Microsoft first received information about this vulnerability through coordinated vulnerability disclosure. Zero-day was initially found and reported to McAfee by James Forshaw of Google Project Zero.

The vulnerability is publicly known as "Sandworm" and has been exploited by the Chinese against Taiwan.

Known malware:

Trojan.Mdropper. (Symantec).

Vulnerability details

Advisory: SB2014102101 - Remote code execution in Microsoft Windows

Vulnerable component: Windows

CVE-ID: CVE-2014-6352

CVSSv3 score: CVSS:3.1/AV:N/AC:L/PR:N/UI:R/S:C/C:H/I:H/A:H/E:H/RL:O/RC:C

CWE-ID: CWE-94 - Improper Control of Generation of Code ('Code Injection')

Description:

The vulnerability allows a remote attacker to execute arbitrary code on the target system.

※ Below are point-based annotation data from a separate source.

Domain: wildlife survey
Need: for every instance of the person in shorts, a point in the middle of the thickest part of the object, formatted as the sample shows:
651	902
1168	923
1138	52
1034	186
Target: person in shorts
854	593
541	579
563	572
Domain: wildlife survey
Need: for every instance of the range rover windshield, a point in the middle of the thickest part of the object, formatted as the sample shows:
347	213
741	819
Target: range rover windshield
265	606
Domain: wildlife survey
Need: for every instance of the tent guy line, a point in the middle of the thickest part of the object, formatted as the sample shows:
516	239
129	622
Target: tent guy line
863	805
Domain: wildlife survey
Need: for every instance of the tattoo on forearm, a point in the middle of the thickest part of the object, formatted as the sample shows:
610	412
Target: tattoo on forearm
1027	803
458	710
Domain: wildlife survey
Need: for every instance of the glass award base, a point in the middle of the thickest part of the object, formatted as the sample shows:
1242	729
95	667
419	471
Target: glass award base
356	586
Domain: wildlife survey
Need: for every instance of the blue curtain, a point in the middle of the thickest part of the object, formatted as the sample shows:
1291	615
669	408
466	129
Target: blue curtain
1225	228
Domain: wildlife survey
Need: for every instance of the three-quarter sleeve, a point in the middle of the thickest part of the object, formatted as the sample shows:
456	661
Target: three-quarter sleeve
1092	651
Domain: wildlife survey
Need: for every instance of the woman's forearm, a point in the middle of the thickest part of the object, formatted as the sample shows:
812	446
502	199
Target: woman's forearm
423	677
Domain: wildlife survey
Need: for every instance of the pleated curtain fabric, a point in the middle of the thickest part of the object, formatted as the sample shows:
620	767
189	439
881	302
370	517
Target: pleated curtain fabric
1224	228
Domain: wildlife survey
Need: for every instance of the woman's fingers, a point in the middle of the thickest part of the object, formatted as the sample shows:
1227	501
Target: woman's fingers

The weakness exists due to an error when handling malicious Office files. A remote attacker can create a specially crafted Microsoft Office file containing the malicious OLE object, trick the victim into opening it and execute arbitrary code with privileges of the current user.

Successful exploitation of the vulnerability results in arbitrary code execution on the vulnerable system.

Note: the vulnerability was being actively exploited.

Known APT campaigns:

BlackTech group

BlackTech group is a cyber espionage group mainly targeting companies in East Asia, particularly Taiwan, and occasionally, Japan and Hong Kong.

The threat group is linked to PLEAD in 2012, Shrouded Crossbow in 2010, and Waterbear cyber operations. To perform attacks BlackTech used a novel right-to-left override (RTLO) technique.